The day concluded with a presentation of the 2018 Jersey Arts Marketers Leadership Award to Heather Yelle, Director of External Relations at Appel Farm Arts & Music Center in Elmer, and a rousing game of Thrive Jeopardy that served to sum up the learning throughout the day. In a highly interactive session based on the format of the television game show and led by Paula Alekson, Artistic Engagement Manager at McCarter Theatre Center, four teams competed for prizes by answering questions that challenged them to recall and share key takeaways from the plenary and breakout sessions.

The conference planning committee is grateful to the additional sponsors who helped to support this valuable learning experience for New Jersey’s cultural community, including New Jersey Council for the Humanities, Adventix, South Jersey Cultural Alliance, McCarter Theatre Center, Spark Creative Group, Borden Perlman, New Jersey Theatre Alliance, Mayo Performing Arts Center, The Dinky Bar & Kitchen, New Jersey Tourism Industry Association, and the Nassau Inn.

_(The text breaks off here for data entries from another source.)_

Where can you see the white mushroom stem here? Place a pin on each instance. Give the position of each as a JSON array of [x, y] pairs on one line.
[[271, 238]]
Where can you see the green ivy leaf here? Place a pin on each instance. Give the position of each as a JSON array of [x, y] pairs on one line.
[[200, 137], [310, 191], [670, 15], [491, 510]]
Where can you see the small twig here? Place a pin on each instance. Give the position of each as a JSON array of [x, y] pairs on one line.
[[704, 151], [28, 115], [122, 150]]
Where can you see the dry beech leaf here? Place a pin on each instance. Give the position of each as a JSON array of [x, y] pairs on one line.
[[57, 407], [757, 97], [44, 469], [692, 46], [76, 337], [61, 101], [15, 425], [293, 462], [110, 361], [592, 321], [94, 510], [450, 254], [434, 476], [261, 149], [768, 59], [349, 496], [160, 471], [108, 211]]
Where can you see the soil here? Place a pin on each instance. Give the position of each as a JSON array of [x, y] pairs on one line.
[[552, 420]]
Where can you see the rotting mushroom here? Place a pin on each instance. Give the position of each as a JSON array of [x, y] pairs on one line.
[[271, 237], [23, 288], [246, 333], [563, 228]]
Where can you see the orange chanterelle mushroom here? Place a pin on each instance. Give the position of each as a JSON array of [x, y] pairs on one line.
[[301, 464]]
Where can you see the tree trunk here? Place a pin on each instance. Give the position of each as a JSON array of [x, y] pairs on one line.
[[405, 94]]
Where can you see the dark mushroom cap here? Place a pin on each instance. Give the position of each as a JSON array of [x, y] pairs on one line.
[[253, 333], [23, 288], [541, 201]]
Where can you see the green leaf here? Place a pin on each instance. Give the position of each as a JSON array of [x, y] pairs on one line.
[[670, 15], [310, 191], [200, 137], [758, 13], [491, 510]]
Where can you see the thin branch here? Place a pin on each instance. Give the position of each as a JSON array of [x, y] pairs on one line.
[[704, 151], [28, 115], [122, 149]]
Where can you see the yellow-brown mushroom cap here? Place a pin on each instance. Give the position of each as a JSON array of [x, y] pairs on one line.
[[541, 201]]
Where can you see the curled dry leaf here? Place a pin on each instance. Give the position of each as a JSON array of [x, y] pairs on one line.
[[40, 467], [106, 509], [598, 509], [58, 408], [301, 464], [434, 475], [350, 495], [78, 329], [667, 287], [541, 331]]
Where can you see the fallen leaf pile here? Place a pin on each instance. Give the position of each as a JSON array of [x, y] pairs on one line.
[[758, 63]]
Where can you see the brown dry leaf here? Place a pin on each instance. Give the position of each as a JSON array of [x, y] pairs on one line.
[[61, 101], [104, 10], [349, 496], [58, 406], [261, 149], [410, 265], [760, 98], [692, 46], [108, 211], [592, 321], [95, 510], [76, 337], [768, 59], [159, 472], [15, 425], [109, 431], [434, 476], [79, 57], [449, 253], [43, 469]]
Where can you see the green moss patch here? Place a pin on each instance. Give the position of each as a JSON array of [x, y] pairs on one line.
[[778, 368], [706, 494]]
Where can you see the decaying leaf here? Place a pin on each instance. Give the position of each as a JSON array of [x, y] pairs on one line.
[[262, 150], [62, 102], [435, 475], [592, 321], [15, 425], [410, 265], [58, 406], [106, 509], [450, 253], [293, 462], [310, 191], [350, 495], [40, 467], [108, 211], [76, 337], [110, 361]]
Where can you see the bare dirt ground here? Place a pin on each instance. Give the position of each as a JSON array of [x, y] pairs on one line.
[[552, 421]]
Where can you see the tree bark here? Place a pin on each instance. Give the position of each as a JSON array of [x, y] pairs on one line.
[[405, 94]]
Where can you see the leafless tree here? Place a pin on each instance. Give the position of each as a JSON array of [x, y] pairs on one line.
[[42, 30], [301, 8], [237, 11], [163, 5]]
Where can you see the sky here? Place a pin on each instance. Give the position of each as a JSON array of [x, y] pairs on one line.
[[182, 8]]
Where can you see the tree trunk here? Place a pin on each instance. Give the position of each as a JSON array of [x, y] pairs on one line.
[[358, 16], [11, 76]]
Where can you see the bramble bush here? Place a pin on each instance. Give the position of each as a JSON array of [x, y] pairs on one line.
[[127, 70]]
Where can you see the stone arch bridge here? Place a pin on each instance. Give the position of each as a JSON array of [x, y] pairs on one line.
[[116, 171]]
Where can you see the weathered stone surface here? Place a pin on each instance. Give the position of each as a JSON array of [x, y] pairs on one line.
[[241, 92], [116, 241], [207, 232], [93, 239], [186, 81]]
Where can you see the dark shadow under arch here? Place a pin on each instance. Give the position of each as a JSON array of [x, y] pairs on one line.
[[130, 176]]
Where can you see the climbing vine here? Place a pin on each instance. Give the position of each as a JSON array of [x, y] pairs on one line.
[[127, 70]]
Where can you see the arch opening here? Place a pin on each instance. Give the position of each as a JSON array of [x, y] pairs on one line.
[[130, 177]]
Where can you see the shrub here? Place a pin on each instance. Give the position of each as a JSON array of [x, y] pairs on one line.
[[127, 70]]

Throughout the day, colleagues had the equally valuable opportunity to network over coffee or lunch, and, post-conference, over discounted drinks at the nearby Dinky Bar & Kitchen, fortifying themselves for the challenges that lay ahead.

About Steve Runk

Steve Runk has been Director of Communications at the Lewis Center for the Arts at Princeton University since 2011 overseeing promotion of the Center’s academic programs and more than 100 public events presented annually. Prior to Princeton, Steve served for 20 years on the staff of the New Jersey State Council on the Arts, three as Executive Director, and worked for five years as Marketing Communications Manager for a large architectural firm. He holds a B.A. in Communications and a B.F.A. in Visual Arts from Villanova University. He has chaired the Thrive Conference Planning Committee since 2012.